Fast casting. Precise aim. Raw power. Combat instinct. Things you could see, imitate, and close the gap on through practice.
They thought Regulus was formidable because he knew more, trained harder, and thought sharper.
Hermes sensed something else. Regulus’s magic operated on a different plane entirely.
He walked to the bench and sat on Regulus’s far side.
Four of them in a row, no one speaking.
At the far end, Cuthbert and Alex kept up their silent poking war, stifled laughter, movements small enough not to disturb.
Hermes sat at the edge, arms on his knees, gaze lowered, thoughts elsewhere.
Regulus kept his eyes closed, running through what had just happened.
If he wanted to use this in actual combat, the problems were still stacked deep.
Distance, first. He’d stood three meters from the dummy, and locking on through completion had taken close to two seconds.
In a real fight, no opponent would stand within three meters and wait. No one would give him two seconds to prepare.
Then targeting. The dummy was stationary. Easy to lock onto. A living person would move, dodge, throw spells to disrupt.
Locking onto the spatial coordinates of a moving target multiplied the difficulty several times over.
And then the cost. That single twist, enough to destroy a wooden head, had left him like this.

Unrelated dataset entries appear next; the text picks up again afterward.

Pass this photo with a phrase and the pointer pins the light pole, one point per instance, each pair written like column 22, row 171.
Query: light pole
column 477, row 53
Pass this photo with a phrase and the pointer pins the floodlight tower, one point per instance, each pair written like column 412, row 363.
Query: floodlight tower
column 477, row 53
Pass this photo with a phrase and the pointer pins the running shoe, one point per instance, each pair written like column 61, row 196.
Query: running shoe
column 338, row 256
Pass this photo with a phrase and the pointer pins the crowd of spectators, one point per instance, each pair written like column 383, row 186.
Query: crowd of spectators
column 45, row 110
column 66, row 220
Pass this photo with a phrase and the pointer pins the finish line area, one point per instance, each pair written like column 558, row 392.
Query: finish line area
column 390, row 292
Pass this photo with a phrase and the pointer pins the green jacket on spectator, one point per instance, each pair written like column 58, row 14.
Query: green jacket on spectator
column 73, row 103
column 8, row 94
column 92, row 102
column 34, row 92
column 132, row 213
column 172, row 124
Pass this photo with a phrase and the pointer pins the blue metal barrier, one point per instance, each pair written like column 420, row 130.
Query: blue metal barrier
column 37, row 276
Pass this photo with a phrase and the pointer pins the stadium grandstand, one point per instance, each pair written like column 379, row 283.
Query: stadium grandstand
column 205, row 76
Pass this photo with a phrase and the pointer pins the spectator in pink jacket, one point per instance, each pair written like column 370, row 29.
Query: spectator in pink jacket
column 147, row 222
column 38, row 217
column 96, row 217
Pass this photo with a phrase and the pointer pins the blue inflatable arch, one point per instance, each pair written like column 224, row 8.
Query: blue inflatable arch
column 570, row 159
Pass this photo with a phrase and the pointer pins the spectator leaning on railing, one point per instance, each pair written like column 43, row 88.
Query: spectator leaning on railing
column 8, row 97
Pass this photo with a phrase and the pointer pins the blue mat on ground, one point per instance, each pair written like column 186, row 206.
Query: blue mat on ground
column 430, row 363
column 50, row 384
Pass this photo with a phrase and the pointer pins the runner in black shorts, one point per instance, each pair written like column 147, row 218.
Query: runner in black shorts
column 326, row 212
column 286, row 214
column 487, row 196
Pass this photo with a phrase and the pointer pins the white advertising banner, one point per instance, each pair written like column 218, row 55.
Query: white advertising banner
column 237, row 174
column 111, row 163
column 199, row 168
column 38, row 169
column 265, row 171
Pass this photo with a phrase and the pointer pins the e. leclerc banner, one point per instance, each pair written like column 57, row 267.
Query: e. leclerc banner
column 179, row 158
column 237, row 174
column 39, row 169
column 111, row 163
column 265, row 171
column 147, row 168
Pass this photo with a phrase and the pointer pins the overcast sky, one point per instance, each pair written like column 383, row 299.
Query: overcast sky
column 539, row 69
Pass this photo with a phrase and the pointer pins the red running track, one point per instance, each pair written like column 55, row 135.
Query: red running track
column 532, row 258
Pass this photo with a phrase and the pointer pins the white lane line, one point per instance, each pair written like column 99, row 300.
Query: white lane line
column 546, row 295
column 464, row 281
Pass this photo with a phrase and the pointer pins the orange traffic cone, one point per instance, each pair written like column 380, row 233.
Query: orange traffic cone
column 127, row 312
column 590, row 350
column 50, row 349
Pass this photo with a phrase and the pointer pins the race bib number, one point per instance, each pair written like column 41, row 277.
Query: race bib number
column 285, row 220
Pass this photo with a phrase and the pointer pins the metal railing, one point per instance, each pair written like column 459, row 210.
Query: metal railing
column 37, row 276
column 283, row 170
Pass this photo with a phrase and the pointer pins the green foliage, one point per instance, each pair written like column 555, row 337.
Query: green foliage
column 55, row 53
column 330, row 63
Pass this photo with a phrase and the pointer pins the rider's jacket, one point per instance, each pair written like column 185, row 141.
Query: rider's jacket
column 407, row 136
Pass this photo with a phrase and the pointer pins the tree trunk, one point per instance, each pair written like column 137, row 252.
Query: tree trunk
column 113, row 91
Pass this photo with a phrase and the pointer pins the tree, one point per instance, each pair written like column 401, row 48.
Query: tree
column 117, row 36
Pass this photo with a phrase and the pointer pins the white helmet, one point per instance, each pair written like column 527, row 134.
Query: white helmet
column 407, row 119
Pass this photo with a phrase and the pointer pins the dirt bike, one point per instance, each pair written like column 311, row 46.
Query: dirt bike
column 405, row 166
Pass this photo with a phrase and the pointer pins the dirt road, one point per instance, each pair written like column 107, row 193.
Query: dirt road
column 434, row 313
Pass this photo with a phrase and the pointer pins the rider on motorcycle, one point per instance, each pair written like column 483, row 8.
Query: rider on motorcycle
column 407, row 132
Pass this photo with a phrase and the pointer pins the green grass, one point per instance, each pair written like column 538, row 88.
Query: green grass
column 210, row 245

Against a real person, the drain would at least double.
But if he could solve all of that...
Regulus opened his eyes and looked at the headless dummy.
The value of this technique was that it had no process. Once Spatial Transfiguration acted on the target, the opponent had no chance to dodge.
The only limitation was his own ability. More practice. That was all.
Twenty minutes later, he stood and rolled his shoulders. His focus had mostly recovered.
Hermes rose with him. He said nothing, but the light in his eyes was impossible to hide.
Regulus looked at him, the corner of his mouth lifting. "How do you want to do this?"